Pig coronary artery rings were incubated with estrogen, homocysteine, or estrogen and homocysteine for 24 h. Myographic analysis was performed with thromboxane A2 analog U46619 for contraction and bradykinin or sodium nitroprusside for relaxation. Endothelial nitric oxide synthase (eNOS) levels were determined by immunohistochemistry. Levels of superoxide anion were assessed by lucigenin-enhanced chemiluminescence analysis.

RESULTS

Endothelium-dependent vasorelaxation (bradykinin) for the homocysteine alone group was 62% compared with control (P < 0.05), and endothelium-dependent vasorelaxation for the estrogen alone group was 85% compared with control (P > 0.05).
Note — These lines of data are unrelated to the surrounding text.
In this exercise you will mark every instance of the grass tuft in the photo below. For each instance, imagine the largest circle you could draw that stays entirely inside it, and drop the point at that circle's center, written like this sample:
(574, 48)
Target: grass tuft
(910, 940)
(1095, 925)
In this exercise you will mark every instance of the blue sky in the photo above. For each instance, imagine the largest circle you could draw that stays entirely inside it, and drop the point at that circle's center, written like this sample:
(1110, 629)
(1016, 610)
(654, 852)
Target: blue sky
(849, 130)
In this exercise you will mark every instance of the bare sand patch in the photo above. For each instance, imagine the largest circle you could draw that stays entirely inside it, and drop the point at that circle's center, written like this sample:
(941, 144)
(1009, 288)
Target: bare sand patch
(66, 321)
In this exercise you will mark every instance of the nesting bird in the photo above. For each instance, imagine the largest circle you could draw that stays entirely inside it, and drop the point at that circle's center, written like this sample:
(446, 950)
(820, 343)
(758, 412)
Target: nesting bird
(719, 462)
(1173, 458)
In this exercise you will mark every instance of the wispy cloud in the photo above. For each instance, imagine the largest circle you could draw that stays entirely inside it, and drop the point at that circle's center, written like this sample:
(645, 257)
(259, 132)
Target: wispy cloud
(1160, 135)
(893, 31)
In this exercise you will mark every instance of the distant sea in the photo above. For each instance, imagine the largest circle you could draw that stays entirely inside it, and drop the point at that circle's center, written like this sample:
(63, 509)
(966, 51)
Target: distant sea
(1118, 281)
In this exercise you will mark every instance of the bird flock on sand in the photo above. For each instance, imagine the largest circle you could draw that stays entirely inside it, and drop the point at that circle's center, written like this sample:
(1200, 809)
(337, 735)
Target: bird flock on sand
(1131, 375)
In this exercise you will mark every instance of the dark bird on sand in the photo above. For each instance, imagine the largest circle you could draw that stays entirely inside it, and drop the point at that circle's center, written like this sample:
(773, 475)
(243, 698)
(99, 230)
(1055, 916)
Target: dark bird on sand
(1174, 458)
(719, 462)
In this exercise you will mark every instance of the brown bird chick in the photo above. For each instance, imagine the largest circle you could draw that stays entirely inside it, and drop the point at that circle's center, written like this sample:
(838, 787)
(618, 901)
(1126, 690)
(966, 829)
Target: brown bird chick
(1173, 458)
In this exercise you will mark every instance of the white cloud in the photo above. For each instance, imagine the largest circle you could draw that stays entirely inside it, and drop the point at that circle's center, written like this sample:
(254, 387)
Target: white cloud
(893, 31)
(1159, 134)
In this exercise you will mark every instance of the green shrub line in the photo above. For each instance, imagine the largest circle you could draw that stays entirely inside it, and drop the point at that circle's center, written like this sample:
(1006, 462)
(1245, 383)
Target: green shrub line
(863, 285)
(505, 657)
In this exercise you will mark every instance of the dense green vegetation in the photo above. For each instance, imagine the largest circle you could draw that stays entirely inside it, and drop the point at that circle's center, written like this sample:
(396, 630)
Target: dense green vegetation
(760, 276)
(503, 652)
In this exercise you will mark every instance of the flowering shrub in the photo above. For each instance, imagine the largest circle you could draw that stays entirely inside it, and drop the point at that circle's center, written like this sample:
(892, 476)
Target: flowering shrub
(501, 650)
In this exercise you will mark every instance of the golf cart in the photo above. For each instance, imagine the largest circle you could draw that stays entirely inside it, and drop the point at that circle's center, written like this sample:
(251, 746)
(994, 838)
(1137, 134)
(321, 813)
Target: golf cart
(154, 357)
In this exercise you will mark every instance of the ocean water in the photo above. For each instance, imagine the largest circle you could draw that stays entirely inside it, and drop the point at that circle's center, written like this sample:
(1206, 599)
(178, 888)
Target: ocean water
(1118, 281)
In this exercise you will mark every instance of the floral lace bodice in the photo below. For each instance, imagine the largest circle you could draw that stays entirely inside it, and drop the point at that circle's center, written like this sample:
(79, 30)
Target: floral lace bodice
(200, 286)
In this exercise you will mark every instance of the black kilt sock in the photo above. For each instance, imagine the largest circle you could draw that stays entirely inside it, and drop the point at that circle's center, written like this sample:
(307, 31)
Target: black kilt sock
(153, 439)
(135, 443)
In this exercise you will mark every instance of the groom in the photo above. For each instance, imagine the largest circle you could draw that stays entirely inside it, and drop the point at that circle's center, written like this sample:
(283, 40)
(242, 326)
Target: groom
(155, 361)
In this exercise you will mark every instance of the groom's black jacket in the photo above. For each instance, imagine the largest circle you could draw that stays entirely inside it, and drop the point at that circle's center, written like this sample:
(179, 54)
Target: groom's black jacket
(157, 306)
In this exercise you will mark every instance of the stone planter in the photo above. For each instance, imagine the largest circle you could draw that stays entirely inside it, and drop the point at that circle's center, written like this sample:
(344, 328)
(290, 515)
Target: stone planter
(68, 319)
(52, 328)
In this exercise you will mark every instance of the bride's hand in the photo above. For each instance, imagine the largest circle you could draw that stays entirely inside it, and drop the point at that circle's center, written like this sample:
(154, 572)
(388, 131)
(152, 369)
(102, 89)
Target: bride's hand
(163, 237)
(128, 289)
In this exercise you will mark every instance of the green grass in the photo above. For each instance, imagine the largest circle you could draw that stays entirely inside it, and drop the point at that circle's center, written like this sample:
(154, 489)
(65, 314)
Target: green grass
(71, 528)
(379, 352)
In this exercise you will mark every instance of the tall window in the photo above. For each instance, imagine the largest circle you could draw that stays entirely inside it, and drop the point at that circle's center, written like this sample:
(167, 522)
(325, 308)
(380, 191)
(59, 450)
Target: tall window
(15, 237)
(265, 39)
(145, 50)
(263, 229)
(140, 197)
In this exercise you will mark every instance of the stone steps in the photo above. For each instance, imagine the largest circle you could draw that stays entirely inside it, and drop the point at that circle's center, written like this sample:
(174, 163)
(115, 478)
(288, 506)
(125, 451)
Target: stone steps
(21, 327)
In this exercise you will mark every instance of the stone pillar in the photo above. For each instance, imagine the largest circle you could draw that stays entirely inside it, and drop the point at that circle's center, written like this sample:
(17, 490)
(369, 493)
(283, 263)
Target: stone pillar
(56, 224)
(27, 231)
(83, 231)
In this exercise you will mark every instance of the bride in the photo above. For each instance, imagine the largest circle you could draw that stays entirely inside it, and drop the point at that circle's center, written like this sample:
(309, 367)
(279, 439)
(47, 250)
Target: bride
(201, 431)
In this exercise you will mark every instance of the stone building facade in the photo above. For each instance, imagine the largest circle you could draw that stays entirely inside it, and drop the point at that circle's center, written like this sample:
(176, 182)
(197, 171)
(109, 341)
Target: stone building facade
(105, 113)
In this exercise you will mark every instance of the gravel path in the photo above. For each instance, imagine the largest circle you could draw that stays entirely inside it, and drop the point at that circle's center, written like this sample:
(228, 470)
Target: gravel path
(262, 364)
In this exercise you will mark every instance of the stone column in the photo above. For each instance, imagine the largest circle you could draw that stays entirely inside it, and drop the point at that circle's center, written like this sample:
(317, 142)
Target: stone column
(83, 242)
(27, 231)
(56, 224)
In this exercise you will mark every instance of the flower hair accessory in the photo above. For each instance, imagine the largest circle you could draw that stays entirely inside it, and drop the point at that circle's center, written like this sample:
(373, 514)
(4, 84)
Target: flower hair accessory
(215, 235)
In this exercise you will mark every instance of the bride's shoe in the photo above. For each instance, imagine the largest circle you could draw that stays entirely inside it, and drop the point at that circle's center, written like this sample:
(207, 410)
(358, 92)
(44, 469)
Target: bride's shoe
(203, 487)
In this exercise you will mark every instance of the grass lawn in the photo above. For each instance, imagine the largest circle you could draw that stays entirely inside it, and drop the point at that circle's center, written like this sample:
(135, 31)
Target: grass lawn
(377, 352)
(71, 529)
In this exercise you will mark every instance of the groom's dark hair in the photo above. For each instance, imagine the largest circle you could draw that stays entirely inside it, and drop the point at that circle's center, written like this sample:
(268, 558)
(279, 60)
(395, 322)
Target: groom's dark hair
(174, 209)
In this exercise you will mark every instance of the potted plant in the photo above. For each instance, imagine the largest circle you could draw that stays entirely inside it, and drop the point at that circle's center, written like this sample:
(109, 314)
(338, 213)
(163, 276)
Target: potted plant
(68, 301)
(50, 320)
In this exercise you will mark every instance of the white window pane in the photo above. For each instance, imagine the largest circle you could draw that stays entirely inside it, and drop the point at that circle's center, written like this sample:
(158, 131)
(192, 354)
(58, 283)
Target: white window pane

Endothelium-dependent vasorelaxation for the estrogen-homocysteine combined group was 79% compared with 89% for control (P > 0.05). There were no differences in endothelium-independent vasorelaxation (sodium nitroprusside) or in smooth muscle contractility (U46619) between all three groups and control. In addition, the eNOS immunoreactivity was declined in the homocysteine group and had no major change in the estrogen or estrogen plus homocysteine-treated group as compared with controls. The superoxide free radical measurement showed a marked increase in the homocysteine group, no major change from controls in the estrogen group, and a much-lessened effect in the combination of estrogen and homocysteine.

CONCLUSIONS

These data demonstrate that combining estrogen with homocysteine significantly blocks the effect of homocysteine on impairing endothelium-dependent vasorelaxation as well as on decreasing eNOS expression and increasing oxidative stress in porcine coronary arteries. This study suggests that estrogen may play a role in preventing homocysteine-mediated endothelial dysfunction and may be of benefit in the hyperhomocysteinemic patient.